You could be using the C-word less often with your patients if an eminent group of cancer scientists has its way.
A workgroup of cancer experts appointed by the
National Cancer Institute is proposing to eliminate the word “cancer” from certain diagnoses because the term scares patients and prompts providers to schedule numerous tests and procedures that likely aren’t needed,
The New York Times reports. The panel published its
recommendations in the July 29 Journal of the American Medical Association.
As an example, the panel cites premalignant conditions such as ductal carcinoma in situ (DCIS), which is not cancer, many doctors agree. The workgroup recommends that the term “carcinoma” be dropped from the diagnosis to ease patient fears that may prompt them to seek painful and possibly harmful treatments that may not be necessary, the Times report states.

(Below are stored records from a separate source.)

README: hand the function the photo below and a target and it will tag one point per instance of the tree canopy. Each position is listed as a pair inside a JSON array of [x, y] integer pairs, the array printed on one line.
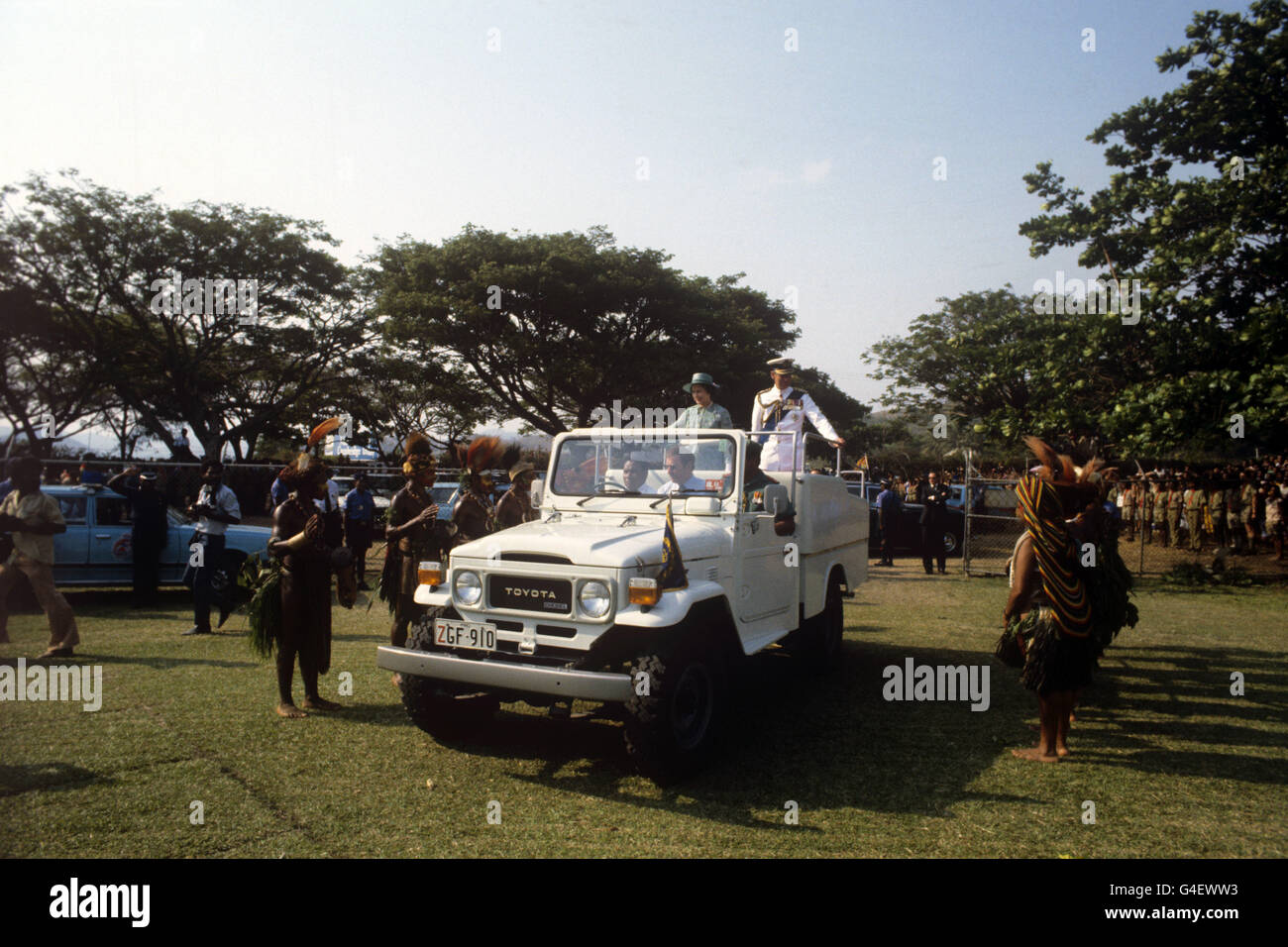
[[1198, 215]]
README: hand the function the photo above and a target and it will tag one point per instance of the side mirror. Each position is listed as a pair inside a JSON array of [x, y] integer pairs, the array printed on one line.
[[702, 506], [777, 499]]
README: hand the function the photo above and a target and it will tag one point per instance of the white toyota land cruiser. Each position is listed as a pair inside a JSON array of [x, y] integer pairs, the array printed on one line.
[[570, 607]]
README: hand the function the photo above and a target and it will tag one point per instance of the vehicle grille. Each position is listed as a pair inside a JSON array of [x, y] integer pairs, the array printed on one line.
[[531, 594]]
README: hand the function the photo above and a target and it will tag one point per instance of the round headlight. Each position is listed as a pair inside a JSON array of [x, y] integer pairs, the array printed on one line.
[[468, 586], [593, 599]]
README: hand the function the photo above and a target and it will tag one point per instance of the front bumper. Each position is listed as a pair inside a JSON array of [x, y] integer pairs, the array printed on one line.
[[591, 685]]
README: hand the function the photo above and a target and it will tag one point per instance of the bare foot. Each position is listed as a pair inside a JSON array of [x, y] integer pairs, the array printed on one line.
[[1031, 753], [318, 703]]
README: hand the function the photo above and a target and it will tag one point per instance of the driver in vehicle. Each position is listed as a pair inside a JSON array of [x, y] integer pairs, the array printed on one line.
[[679, 468], [634, 475]]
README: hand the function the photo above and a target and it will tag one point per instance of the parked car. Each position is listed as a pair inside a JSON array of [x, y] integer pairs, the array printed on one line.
[[907, 535], [95, 549], [991, 499], [381, 502]]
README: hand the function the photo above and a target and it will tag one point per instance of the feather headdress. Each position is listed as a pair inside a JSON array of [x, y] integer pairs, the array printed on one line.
[[420, 454], [489, 453]]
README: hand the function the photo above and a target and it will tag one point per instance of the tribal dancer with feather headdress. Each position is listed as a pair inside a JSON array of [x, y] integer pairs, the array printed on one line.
[[413, 532], [1061, 612], [307, 541]]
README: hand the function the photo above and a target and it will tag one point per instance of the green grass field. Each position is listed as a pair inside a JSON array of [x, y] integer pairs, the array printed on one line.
[[1175, 764]]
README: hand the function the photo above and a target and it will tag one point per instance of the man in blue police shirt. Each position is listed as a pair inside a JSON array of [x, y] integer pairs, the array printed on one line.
[[360, 517]]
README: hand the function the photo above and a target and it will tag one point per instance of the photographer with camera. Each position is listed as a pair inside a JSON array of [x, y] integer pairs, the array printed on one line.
[[215, 509]]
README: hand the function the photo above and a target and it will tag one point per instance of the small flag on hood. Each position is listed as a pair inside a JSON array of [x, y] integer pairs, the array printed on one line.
[[673, 575]]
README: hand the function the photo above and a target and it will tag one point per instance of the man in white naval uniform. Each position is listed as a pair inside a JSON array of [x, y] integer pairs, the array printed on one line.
[[784, 407]]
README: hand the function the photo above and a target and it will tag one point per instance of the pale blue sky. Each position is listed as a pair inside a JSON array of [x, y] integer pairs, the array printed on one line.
[[809, 169]]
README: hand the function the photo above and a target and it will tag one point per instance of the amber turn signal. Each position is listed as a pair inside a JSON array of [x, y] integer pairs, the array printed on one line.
[[643, 591]]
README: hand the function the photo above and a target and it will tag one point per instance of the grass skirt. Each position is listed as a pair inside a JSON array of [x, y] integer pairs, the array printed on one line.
[[1055, 661]]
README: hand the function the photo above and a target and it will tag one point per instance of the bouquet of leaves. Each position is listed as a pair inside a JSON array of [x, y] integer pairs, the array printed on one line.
[[265, 583]]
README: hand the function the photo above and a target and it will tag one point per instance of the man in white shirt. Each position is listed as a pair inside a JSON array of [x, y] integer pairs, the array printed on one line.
[[786, 408], [215, 510], [679, 468], [35, 518]]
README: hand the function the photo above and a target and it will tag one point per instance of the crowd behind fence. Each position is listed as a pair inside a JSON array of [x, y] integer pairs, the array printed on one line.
[[252, 482], [991, 530]]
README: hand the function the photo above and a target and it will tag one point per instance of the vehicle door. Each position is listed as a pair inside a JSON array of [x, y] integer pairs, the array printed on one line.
[[111, 556], [767, 577], [174, 557], [71, 548]]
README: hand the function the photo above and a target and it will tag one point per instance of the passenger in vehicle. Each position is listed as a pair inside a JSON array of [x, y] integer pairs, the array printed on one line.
[[679, 468], [634, 475]]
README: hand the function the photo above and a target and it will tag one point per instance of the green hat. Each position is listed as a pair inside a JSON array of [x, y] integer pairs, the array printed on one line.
[[700, 377]]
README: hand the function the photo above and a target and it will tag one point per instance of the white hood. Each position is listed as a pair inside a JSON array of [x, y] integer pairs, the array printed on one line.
[[601, 541]]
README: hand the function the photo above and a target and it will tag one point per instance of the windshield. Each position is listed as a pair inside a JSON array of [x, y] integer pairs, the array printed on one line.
[[644, 467]]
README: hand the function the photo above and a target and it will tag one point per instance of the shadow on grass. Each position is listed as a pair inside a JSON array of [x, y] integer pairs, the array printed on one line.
[[824, 744], [378, 714], [156, 663], [835, 742], [1160, 692], [47, 776]]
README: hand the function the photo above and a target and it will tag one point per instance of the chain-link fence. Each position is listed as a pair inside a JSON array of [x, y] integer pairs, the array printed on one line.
[[990, 527], [179, 482]]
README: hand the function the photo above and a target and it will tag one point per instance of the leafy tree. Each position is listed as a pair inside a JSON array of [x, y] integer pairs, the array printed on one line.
[[548, 328], [44, 397], [90, 262], [995, 368], [1198, 214]]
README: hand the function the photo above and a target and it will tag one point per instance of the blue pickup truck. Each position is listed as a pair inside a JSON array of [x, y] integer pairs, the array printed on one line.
[[95, 549]]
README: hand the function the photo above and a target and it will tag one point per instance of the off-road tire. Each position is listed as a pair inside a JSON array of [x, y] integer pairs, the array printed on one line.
[[436, 706], [671, 731]]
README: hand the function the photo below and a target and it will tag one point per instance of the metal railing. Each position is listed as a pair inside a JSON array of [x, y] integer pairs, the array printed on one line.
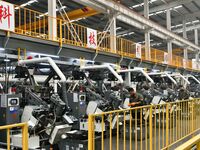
[[151, 127], [24, 128], [35, 24]]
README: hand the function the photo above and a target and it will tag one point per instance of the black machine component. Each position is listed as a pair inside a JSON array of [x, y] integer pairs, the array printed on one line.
[[77, 104], [9, 112]]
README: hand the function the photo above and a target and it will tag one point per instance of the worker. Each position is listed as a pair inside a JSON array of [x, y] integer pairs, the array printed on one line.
[[136, 99]]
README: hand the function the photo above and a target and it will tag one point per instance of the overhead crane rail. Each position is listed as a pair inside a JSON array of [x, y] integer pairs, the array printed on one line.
[[32, 23], [152, 127]]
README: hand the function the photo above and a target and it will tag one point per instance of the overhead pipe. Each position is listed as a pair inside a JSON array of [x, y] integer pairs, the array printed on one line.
[[106, 66], [138, 70], [180, 75]]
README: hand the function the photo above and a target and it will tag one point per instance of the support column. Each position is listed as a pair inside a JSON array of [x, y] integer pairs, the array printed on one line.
[[113, 33], [52, 22], [196, 38], [169, 43], [185, 52], [184, 29], [147, 32]]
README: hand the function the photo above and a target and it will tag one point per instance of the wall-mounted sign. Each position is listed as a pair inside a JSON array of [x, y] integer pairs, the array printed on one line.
[[165, 58], [184, 63], [7, 16], [138, 48], [91, 38], [194, 64]]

The adjustment comes in response to increasingly sensitive screening methods that can pick up incidental findings – dubbed “incidentalomas” that may never impact a patient’s overall health. Yet once they discover it, both doctors and patients feel compelled to biopsy, treat and remove it, the Times says.
The NCI panel would like these findings to be reclassified as indolent lesions of epithelial origin or IDLE conditions. Besides the breast duct lesions, the group listed conditions affecting the prostate, thyroid lung and esophagus as potential IDLE conditions.
Not all doctors are ready to scale back their cancer diagnoses yet, though. A bigger problem is that doctors can’t tell, for example, which cases of DCIS will turn into an aggressive cancer and which ones won’t, Dr. Larry Norton at the Memorial Sloan-Kettering Cancer Center tells the Times.